For people infected with HIV, CD4 cells provide an indication of the disease’s progression. In the course of an HIV infection, CD4 cells indicate the state of the immune system and act as markers for T cell lymphocytes. Patients with a low count of these cells in their blood are at increased risk of opportunistic infections.
Merck developed the Muse Auto CD4/CD4% system for rapid, simple and accurate monitoring of T cells in adults and children. The low-cost system is designed to be easily portable and operational with minimal training, making it the ideal solution for clinics serving patients living in remote areas.

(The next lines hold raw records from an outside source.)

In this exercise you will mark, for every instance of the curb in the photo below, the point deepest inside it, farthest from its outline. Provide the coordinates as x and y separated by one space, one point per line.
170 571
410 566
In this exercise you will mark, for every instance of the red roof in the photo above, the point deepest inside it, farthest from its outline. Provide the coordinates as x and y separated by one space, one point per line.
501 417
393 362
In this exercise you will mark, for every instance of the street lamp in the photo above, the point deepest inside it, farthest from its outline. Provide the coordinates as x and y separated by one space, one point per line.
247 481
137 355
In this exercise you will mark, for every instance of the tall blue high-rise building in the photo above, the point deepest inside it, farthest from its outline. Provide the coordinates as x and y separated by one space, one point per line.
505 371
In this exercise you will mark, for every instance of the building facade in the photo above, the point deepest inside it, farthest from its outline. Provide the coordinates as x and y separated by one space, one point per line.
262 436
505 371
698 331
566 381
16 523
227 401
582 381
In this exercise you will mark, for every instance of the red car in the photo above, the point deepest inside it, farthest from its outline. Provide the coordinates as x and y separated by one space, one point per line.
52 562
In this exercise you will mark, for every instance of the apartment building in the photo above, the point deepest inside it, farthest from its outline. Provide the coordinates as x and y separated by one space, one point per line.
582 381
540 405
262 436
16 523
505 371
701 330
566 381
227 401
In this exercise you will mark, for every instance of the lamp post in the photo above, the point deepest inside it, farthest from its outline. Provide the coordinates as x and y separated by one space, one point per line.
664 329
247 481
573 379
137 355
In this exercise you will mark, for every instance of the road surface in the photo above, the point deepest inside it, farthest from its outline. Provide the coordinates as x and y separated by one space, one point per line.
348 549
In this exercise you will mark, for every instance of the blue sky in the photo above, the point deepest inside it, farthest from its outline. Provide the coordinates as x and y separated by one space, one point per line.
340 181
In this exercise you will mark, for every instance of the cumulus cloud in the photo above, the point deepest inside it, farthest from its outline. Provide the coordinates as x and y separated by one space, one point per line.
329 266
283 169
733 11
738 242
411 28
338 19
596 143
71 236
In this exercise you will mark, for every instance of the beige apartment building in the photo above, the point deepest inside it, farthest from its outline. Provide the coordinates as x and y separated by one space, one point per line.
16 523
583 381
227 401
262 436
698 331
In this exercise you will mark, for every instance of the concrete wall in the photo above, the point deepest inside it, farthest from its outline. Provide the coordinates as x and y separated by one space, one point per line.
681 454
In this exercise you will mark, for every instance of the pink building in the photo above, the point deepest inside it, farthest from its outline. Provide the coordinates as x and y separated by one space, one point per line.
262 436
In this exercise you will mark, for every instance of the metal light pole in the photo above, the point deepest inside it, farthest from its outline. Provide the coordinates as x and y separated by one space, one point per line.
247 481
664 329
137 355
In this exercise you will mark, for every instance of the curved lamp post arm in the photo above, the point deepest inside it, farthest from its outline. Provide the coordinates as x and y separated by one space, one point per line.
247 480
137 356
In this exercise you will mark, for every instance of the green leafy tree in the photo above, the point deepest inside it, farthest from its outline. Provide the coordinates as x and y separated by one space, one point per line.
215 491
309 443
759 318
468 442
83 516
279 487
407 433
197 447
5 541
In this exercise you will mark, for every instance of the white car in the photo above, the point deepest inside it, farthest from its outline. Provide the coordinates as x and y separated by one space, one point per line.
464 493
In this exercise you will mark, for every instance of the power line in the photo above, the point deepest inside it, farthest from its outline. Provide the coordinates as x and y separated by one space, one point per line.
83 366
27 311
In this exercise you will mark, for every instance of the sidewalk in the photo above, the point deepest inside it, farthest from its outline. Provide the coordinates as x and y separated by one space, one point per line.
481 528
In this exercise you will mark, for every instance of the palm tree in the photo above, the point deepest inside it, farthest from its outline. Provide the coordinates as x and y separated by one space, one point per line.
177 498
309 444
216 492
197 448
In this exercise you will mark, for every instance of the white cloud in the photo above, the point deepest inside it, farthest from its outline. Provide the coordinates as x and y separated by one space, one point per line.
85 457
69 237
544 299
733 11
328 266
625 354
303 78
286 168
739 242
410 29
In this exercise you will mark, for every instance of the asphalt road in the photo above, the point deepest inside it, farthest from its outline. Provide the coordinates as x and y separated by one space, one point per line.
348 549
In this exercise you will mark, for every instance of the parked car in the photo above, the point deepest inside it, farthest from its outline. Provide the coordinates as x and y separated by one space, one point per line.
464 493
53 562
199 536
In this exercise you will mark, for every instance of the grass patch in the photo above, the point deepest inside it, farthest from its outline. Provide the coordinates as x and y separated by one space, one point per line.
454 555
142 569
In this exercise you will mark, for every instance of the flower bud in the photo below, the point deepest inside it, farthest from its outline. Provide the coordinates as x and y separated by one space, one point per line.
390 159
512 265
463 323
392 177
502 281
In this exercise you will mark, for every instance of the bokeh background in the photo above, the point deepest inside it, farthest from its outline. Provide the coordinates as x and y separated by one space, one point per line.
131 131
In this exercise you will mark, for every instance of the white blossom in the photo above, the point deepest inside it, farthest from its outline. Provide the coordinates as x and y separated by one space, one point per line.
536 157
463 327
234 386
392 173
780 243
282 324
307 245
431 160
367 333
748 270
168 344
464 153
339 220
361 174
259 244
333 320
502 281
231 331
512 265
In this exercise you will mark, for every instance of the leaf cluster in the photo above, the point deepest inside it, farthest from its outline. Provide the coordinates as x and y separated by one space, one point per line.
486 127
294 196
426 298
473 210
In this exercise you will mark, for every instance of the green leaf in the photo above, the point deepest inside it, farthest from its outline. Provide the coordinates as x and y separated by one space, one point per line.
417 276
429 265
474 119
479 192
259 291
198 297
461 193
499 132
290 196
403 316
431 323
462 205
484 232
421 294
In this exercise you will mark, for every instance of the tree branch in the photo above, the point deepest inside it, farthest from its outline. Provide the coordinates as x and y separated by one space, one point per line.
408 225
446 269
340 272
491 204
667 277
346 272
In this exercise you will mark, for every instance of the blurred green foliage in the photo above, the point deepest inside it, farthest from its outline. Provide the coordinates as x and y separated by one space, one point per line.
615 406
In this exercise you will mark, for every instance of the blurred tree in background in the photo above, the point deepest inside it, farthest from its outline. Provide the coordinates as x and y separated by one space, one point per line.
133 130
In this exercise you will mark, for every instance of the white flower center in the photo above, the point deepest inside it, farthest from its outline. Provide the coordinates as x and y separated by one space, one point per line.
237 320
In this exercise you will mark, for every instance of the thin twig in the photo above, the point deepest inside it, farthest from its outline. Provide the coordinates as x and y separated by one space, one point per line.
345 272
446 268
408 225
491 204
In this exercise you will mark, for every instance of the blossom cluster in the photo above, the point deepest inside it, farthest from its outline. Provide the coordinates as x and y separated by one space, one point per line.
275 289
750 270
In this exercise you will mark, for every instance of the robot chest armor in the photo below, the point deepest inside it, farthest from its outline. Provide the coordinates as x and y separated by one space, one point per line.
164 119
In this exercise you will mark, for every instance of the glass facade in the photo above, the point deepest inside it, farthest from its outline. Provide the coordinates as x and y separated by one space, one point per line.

Merck partnered with the University of Yaounde in Cameroon on the clinical testing of the Muse system. Clinical trials were carried out under the leadership of Professor François-Xavier Mbopi-Keou of the Cameroon Ministry of Health, a Harvard University Fellow, to determine if the product accurately monitored the progression of the virus. The output was successful in both adult and child patients.
“The Muse Auto CD4/CD4% system combines a compact instrument with a unique assay and automated gating and acquisition software to easily monitor patients’ CD4 T lymphocytes,” said Professor Mbopi-Keou. “A user-friendly touchscreen interface and intuitive software work together to simplify operation and analysis.”
In addition to partnering with the University of Yaounde, Merck has been participating in meetings held by the International AIDS Society, the Global Fund to fight AIDS, the World Health Organization (WHO), UNICEF, the African Society of Laboratory Medicine and the American Association for Clinical Chemistry. The company has also developed strong working relationships with nongovernment organizations (NGOs) in Africa, as well as government organizations and health ministries.
Merck has delivered healthcare services in Africa since 1897. With a population rising faster than in any other global market and a growing middle class, the company is increasingly tapping into the continent’s innovative spirit to create health awareness and help respond to unmet medical needs. The Group’s Executive Board is visiting 10 African countries this week to underscore its commitment and rising importance of the continent. Among others, Merck seeks to start local production diabetes treatment in Algeria, inaugurate an office in Nigeria and start the sale of its Muse Auto CD4/CD4% System to detect HIV.